Açığa imzanın kötüye kullanılması (boş kağıda imzanın kötüye kullanılması) suçunda verilecek olan cezayla ilgili Hükmün açıklanmasının Geriye Bırakılması (HAGB) kararı verilebilecektir.
Açığa imzanın kötüye kullanılması (boş kağıda imzanın kötüye kullanılması) suçunda verilecek olan hapis cezasının ertelenmesi yani cezanın ertelenmesi kararının verilebilmesi mümkündür.
Açığa imzanın kötüye kullanılması (boş kağıda imzanın kötüye kullanılması) suçunda verilen cezanın adli para cezasına çevrilebilmesi de mümkündür.
Açığa imzanın kötüye kullanılması suçunda şikayet unsuru iki farklı şekilde değerlendirilmiştir.

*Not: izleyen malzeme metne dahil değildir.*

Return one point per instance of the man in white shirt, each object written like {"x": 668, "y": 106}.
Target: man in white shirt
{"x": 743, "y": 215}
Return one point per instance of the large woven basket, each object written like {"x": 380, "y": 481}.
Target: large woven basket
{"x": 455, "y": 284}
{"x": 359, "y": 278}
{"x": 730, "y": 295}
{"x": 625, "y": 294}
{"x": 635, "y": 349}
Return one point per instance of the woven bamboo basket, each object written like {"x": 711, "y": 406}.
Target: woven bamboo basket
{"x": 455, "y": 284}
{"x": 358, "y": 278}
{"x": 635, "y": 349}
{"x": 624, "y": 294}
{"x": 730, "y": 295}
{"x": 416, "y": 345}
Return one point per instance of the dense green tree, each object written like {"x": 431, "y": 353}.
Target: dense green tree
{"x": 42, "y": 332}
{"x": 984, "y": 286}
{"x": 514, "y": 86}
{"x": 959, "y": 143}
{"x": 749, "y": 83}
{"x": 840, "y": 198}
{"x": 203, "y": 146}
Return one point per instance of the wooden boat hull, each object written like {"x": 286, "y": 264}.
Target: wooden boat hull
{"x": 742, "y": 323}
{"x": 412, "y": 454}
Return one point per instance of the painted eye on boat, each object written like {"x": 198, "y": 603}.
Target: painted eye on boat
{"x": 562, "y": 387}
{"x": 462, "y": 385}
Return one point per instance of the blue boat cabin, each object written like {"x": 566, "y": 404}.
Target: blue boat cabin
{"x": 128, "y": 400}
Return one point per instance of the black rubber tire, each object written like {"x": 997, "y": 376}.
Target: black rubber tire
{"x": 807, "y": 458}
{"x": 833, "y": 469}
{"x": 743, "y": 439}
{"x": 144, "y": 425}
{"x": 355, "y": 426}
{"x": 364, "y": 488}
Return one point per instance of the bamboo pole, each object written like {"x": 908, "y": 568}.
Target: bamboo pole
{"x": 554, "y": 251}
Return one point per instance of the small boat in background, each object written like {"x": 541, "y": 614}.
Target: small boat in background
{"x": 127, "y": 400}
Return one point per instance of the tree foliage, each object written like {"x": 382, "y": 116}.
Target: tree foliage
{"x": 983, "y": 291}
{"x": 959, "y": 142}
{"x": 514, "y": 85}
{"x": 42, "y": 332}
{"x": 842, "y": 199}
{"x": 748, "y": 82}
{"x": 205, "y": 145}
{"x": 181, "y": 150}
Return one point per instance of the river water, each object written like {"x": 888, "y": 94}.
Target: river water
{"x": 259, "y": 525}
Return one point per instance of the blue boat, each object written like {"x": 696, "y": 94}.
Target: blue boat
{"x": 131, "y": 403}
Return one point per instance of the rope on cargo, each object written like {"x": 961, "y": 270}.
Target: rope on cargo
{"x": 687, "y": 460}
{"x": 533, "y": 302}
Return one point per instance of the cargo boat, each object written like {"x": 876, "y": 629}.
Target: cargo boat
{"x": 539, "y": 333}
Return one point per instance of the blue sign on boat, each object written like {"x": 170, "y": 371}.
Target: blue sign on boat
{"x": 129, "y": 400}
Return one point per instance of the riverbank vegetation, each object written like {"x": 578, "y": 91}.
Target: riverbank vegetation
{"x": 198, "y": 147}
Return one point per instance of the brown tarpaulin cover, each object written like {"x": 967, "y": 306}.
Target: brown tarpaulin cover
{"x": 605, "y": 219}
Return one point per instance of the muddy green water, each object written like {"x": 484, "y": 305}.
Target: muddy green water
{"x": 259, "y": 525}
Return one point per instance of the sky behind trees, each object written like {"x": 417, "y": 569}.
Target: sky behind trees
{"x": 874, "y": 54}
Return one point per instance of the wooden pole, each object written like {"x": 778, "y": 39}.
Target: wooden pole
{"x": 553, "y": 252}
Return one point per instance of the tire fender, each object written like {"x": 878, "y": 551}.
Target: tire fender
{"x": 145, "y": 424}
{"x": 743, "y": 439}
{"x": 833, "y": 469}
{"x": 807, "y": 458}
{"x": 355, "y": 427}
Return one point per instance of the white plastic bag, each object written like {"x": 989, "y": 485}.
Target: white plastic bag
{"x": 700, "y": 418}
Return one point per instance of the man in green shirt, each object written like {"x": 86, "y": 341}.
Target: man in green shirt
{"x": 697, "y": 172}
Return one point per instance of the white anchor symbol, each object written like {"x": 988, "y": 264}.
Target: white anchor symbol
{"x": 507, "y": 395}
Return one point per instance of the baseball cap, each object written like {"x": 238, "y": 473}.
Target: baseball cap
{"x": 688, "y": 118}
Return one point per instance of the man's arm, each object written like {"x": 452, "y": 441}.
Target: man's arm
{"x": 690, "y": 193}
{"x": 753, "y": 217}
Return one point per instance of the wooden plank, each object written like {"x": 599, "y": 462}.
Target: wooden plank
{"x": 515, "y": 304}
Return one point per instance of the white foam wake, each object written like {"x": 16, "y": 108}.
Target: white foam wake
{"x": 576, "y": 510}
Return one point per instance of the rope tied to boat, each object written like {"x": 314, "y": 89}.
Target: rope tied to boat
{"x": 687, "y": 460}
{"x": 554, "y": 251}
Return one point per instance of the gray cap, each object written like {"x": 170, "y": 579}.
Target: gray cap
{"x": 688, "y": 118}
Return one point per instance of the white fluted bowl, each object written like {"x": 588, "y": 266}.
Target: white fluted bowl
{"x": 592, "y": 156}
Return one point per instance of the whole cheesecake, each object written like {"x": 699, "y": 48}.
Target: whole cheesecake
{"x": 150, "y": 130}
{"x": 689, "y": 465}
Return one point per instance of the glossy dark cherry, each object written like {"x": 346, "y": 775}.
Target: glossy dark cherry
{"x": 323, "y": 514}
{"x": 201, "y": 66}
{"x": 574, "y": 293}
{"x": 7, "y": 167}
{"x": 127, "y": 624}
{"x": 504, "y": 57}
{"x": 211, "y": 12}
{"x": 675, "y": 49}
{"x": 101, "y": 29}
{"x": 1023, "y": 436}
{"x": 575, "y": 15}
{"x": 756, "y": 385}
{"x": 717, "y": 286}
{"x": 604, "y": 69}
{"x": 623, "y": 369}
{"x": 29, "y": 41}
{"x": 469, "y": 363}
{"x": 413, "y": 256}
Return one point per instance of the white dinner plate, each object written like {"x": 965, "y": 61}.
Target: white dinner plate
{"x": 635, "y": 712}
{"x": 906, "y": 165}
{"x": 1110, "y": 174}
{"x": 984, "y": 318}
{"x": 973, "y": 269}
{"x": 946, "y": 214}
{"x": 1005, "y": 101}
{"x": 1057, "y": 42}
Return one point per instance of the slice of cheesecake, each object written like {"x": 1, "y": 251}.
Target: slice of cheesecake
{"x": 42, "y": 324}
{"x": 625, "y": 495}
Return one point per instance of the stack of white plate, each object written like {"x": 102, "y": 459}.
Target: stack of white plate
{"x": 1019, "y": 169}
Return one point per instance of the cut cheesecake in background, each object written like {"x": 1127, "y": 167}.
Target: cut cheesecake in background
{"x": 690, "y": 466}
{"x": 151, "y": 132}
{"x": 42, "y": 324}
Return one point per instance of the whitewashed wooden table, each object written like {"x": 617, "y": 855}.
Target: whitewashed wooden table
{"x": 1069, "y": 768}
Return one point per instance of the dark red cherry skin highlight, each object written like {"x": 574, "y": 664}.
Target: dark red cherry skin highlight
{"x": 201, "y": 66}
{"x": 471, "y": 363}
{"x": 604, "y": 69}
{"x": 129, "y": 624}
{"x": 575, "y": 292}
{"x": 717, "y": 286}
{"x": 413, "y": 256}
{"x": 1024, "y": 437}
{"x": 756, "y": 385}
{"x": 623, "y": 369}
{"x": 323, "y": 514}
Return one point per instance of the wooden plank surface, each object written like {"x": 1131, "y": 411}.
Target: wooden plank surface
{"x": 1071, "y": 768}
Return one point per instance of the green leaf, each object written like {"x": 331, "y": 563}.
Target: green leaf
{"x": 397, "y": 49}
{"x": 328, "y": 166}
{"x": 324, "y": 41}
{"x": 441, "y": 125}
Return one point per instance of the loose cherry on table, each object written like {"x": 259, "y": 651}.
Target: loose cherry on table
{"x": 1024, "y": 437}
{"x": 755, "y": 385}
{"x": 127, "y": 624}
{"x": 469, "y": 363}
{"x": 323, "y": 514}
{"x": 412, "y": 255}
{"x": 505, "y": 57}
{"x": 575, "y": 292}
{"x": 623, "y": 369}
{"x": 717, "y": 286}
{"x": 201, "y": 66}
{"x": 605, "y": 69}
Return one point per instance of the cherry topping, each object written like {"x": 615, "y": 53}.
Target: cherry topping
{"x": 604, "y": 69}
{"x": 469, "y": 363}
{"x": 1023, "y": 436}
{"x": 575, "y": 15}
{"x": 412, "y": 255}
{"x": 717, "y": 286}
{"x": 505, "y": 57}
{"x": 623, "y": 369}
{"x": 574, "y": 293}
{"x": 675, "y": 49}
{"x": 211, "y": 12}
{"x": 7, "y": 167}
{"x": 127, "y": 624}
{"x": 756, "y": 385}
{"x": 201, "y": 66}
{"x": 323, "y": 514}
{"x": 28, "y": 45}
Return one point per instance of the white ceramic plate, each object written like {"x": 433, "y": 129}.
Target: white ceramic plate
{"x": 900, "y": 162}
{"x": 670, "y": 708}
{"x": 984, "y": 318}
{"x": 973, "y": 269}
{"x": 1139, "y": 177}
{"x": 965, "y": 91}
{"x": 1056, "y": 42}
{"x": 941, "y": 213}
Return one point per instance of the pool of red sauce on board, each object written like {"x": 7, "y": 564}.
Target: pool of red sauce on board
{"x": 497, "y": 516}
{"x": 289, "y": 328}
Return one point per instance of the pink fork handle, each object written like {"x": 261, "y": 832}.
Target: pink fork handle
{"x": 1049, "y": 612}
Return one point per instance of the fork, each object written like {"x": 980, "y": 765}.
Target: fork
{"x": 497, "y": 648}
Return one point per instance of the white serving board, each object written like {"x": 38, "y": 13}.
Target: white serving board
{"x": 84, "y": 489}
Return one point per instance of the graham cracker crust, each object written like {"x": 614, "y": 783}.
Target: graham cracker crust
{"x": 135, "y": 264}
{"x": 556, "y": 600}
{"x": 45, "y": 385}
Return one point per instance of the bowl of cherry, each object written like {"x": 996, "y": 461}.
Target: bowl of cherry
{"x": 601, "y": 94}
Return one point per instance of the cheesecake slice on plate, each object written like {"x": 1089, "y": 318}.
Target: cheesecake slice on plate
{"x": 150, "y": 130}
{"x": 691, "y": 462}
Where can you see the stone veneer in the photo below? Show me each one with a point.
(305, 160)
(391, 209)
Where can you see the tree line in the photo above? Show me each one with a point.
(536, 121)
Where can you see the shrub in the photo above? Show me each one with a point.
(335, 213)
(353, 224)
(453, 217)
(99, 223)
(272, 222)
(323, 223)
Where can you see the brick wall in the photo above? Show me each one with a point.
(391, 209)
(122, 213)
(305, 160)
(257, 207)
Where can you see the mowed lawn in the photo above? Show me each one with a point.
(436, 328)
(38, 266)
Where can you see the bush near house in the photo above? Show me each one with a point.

TCK 209/1’de belirtilen açığa imzanın kötüye kullanılması (boş kağıda imzanın kötüye kullanılması) suçu şikayete bağlı iken TCK 209/2’de belirtilen hallerde açığa imzanın (boş kağıda imzanın) kötüye kullanılması suçunun değil sahtecilik suçunun işlenmiş olduğu belirtildiği için burada şikayet aranmayacağı sahtecilik suçu hükümlerinde belirtilmiştir.
Belli bir tarzda doldurulup kullanılmak üzere kendisine teslim olunan imzalı ve kısmen veya tamamen boş bir kağıdı, verilme nedeninden farklı olarak dolduran kişiye şikayet üzerine açığa imzanın kötüye kullanılması suçu (boş kağıda imzanın kötüye kullanılması suçu) nedeniyle soruşturma ve kovuşturma açılır.
TCK 209/2’ye göre İmzalı ve kısmen veya tamamen boş kağıdı hukuka aykırı olarak ele geçirip veya elde bulundurup da hukuki sonuç doğuracak şekilde dolduran kişi sahtecilik suçu işlemiş olacağından burada soruşturma ve kovuşturma başlatılması için şikayet aranmayacak, savcılık re’sen dikkate alacaktır.
Açığa imzanın kötüye kullanılması suçunun ispatı her şekilde gerçekleşemez. Burada şahitlerin vereceği ifadeler değil boş kağıda imzanın kötüye kullanıldığının yazılı ispat şartı gerçekleşmelidir.
Açığa imzanın kötüye kullanılması (boş kağıda imzanın kötüye kullanılması) suçunda zamanaşımı süresi TCK 66’da belirtilen hükümlere göre belirlenecektir. Buna göre TCK 66/e’de belirtilen 5 yıl ve altı ceza verilecek suçlarda dava zamanaşımı süresi 8 yıldır denmiştir. Açığa imzanın kötüye kullanılması (boş kağıda imzanın kötüye kullanılması) suçunda zamanaşımı süresi 8 yıldır.
Açığa imzanın kötüye kullanılması suçunda görevli ve yetkili mahkeme suçun işlendiği yerde bulunan Asliye Ceza Mahkemesidir.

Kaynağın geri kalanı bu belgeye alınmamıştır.